I was a bit shocked to read the findings of the European Center for Disease Prevention and Control, which showed Estonia to have the highest rate of HIV infection in Europe.
According to the report, there are currently 6,286 HIV-positive people in Estonia — with 555 new cases registered this year — and 176 people have died of AIDS.
Kristi Ruutli, spokeswoman for Estonia's National Institute for Health Development, said in the report that the HIV virus is being spread among young, male drug-users, many of whom belong to the country's sizable ethnic Russian minority.
Prostitution has also contributed to the spread, Ruutli said, and the virus has also been transmitted with increasing frequency through heterosexual contact.

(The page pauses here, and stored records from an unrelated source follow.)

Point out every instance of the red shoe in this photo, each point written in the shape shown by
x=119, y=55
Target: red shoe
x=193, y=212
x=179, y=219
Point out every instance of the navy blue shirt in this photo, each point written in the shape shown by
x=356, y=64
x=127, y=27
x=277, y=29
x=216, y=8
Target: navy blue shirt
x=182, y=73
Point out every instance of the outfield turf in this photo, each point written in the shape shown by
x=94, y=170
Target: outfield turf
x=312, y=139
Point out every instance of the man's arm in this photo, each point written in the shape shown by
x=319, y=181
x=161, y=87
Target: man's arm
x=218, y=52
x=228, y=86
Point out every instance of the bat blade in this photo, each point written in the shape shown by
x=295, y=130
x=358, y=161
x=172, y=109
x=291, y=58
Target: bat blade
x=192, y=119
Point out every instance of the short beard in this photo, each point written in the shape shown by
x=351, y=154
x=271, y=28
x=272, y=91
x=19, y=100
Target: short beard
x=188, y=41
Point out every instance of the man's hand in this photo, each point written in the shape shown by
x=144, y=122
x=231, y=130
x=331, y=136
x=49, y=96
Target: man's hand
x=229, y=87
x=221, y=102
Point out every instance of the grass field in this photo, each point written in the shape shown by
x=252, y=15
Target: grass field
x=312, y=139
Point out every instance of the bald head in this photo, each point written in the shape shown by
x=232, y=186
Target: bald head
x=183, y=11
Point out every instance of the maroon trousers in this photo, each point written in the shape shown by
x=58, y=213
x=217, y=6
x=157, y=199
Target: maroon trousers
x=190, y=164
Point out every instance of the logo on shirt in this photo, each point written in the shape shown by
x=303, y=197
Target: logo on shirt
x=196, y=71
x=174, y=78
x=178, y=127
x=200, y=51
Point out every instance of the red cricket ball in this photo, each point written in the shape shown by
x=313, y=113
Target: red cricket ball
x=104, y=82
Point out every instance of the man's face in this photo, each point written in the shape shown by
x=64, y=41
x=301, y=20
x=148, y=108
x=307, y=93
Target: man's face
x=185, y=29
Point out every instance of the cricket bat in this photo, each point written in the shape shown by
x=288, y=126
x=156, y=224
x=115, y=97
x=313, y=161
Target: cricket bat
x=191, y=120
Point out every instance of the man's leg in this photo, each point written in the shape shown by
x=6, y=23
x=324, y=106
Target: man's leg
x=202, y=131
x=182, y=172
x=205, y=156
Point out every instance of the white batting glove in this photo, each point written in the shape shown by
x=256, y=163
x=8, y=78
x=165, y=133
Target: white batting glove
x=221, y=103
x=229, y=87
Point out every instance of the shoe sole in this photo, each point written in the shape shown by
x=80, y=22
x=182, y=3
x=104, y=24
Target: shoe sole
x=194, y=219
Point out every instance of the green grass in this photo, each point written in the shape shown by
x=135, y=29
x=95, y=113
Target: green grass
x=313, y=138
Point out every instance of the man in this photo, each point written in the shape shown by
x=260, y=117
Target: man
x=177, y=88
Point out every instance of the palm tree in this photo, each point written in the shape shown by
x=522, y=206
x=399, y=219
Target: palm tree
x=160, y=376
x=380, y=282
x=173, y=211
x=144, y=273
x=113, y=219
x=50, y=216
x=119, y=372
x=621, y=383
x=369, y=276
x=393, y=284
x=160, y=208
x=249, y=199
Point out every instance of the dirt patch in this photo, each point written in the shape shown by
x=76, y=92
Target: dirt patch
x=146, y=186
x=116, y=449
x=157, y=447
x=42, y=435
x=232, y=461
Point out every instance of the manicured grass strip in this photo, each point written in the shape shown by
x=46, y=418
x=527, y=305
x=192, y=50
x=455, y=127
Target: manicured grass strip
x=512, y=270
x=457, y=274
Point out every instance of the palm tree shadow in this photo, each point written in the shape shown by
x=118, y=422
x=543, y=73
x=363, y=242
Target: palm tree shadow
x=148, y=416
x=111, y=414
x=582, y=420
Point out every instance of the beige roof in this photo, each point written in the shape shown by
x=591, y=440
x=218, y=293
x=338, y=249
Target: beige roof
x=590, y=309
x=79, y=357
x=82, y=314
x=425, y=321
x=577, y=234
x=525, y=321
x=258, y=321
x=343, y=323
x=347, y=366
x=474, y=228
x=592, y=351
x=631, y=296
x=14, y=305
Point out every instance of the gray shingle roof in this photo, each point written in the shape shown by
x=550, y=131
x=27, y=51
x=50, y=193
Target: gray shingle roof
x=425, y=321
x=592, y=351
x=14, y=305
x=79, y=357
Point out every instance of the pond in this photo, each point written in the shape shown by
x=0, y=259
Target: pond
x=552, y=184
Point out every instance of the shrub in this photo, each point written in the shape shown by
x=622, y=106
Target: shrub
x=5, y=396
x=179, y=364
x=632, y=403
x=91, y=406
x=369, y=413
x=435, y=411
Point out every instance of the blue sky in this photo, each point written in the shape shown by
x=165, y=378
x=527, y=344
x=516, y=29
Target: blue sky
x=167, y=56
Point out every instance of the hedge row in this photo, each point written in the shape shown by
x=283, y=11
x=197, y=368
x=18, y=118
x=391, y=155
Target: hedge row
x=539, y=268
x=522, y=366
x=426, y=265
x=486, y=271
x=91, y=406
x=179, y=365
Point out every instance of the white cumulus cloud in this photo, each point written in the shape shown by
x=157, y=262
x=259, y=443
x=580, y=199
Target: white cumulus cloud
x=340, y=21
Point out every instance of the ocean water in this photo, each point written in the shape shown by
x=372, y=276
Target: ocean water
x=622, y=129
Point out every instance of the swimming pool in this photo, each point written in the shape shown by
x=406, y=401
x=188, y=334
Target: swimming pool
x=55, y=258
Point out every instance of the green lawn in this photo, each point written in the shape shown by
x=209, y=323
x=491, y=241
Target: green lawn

6,286 people is a lot for a country of 1.34 million people. But when you consider that the virus has been localized to ethnic Russians in northeastern Estonia, it's even more worrisome because you are dealing with a smaller community of people. The jump in the HIV rate also coincided with a similar spread in northwestern Russia, so one can assume that the junkie community has spread the virus from St. Petersburg through Narva and into Tallinn.
Narva currently has a population of around 67,000 people, the lowest since the early 1970s, of those about 53,800 are ethnic Russians and just 2,700 are ethnic Estonians. About 28,000 are Estonian citizens, 23,000 are Russian citizens, and 15,000 remain stateless. Since 1991, Narva has lost 19 percent of its population. The city is already dealing with higher rates of unemployment and chronic diseases, like HIV/AIDS, only compounds the problem.
What's the solution? Greater investment? Sure. If Estonia is searching for workers then some are to be found in Narva, that's true. A softer, Western European approach, like free needles for addicts? Perhaps they already have this. More obligatory HIV testing? Could work. The only scary question is, if there are 6,300 people in Estonia who know that they have HIV, how many are there that don't know they are carrying the disease? No one can accurately estimate that number, but it is most certainly higher than the number of known cases.